Memory of Gulls.
I have been devoting a great deal of time on my days off from waitressing to work on this new book-project that I have started. Indeed, much more time already than I've ever devoted to any project other than my college thesis, which after the first few months became, at its worst moments, downright painful. The best thing about the project I am pursuing now is that, at its worst, I feel so overwhelmed with respect for the topic that I feel wholly unqualified to write about it; at its best, I feel like saying a thousand things at once and can't seem to limit myself to saying any one thing clearly. The only way I can work at all is to strike a happy medium between these two states, at which point the floodgates open and words pour forth. This is not at all a bad position to be in when it comes to writing a book, it seems to me.
I have noticed, in the process of writing and outlining its various chapters, that I use a good number of experiences and examples from my life pre-witchcraft. At first, this didn't strike me as at all odd, since really, I haven't been practicing witchcraft intentionally for all that long, really. I certainly don't have decades under my belt the way some others do. But when I stop to think about just how powerful and relevant some of my experiences have been, especially those from early childhood, I feel eerily pleased that this type of work has been in my nature seemingly all-along. (It also leads me to wonder, once I finish this book and present it to my parents to explain "what the hell I'm doing with my life" at the moment, just how surprised they will be, or if they'll smile, shrug and say, "We knew this already--now get a real job.") Along these lines, I wanted to share a childhood memory here, since I was reminded of it the other day but I'm not sure I'll be able to use it as an example in the book itself. Please do enjoy.

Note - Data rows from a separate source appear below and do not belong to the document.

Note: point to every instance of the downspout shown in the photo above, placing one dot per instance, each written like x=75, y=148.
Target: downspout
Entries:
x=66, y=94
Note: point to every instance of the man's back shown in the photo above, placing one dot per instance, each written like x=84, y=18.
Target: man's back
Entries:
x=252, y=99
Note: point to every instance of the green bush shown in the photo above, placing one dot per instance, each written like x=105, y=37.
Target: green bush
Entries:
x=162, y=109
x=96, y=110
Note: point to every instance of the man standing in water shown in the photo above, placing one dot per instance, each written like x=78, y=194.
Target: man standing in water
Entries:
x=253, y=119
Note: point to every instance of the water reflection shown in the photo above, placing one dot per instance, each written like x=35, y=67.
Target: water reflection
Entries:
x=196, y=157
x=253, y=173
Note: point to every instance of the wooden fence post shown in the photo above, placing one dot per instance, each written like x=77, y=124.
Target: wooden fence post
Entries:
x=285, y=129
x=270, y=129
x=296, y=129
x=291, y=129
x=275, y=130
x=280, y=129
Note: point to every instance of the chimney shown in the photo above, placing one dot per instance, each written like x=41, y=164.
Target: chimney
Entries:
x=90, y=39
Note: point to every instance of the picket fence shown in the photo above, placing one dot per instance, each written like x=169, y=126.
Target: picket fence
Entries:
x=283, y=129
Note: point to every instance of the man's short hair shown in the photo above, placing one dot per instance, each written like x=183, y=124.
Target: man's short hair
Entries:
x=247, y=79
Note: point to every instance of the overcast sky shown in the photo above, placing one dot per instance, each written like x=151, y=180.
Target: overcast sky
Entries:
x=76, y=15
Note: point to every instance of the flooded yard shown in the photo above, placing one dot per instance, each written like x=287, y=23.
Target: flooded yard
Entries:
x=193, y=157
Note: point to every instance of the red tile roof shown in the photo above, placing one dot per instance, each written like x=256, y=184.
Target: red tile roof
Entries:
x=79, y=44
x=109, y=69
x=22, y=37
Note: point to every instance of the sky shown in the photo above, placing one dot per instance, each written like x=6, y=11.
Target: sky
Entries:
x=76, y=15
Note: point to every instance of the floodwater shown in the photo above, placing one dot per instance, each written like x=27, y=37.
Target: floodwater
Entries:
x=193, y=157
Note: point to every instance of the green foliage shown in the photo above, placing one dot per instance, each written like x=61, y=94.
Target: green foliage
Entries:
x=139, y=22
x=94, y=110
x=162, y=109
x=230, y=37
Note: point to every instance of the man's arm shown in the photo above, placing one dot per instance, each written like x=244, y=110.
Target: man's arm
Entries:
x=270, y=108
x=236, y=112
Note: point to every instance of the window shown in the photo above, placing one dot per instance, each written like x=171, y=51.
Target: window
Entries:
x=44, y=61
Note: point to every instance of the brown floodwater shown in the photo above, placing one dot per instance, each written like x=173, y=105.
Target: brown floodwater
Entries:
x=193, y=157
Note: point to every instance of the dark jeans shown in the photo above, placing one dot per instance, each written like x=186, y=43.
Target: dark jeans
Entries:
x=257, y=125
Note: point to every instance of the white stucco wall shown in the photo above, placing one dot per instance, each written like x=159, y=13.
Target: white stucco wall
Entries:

When I was in third-grade, I somehow got it into my head that I could call seagulls. I grew up in Lancaster county, nowhere near an ocean or any large body of water, but we were graced with a few gulls here and there during certain times of the year. I can only guess that they must have made their way up the Susquehanna, but however they managed it, I took their presence almost for granted as kid. And so, one day, I decided that I could call them. I took my lunch outside to the playground with the other children, and set off for the field that stretched out behind our school. I tossed up grapes and little bits of bread, flinging them high into the air, and calling to them a call that I cannot now remember, but which to my seven-year-old mind was very specific and meaningful to gulls. (It probably went something like, "Food! Seagulls, here's food!") Amazingly, they came. At first, one or two, then a few more. There didn't have to be a single gull in sight when I began, but after fifteen minutes, the whole sky was shadowed with wings, swooping and circling (and, also amazingly, never once pooping on my little girl head).
For about a month, everyday I went to the field and called the gulls. I protected them fiercely from the little boys who liked to torture them by running screaming into a flock that had settled. I can only imagine what the other children must have thought, watching me surrounded by birds, laughing and calling and wasting my food instead of playing on the jungle gym or jumping rope. Honestly, thinking back, I don't know why I did it, or why I did it alone. Didn't I have any friends in grade school? (Don't answer that. ;) Eventually, a teacher told my parents that I was feeding my lunch to the birds instead of eating it, and my father told me to stop it. I tried explaining to him how great it was and how much fun, but he wouldn't believe me. I finally convinced him, as well as my little brother, to come with my to the park one day and watch me call them. With my father's doubt and disapproval, I called, but the gulls did not come. Perhaps, would not come. After half an hour of trying, my dad gave up and went home, telling me if I wasted my lunch again, I would be in big trouble. I lingered in the park, wondering why the gulls had left... As I finally walked back up the block to my house, I saw a single seagull drifting low along the trees. I ripped off a bit more bread and tossed it up to her. She caught the bread mid-air, then swooped off out of sight. I never tried calling the gulls again.
What I find so fascinating about this particular memory is that it seemed so unremarkable at the time, even natural. It was obvious that the birds were responding to the food, and not to me, so no one thought anything of it. But still, no one else seemed to be able to do it, either. Thinking back, I can't help but wonder if the seagulls were, in some respects, responding to me and to my call, and not just to the sight of food (after all, gulls don't normally hunt by picking crabs or fish out of mid-air). It is the kind of experience that, as an adult witch, I would revel in, citing it as proof of my humble connection to nature, my intuitive sense of oneness with the earth and the oceans. As a child, it was simply fun and comforting (perhaps I did not have many friends, perhaps I ate lunch alone and the gulls became, for that short month, my companions and confidants). Above all, it is a memory of an act that a child could get away with, but an adult is very often cut-off from. It is a reminder that we knew a great many things as children, about healthy priorities and spontaneous play. It is a reminder to seek out and renew those childhood intuitions, even when the "real world" is admonishing us to be practical, reasonable and normal.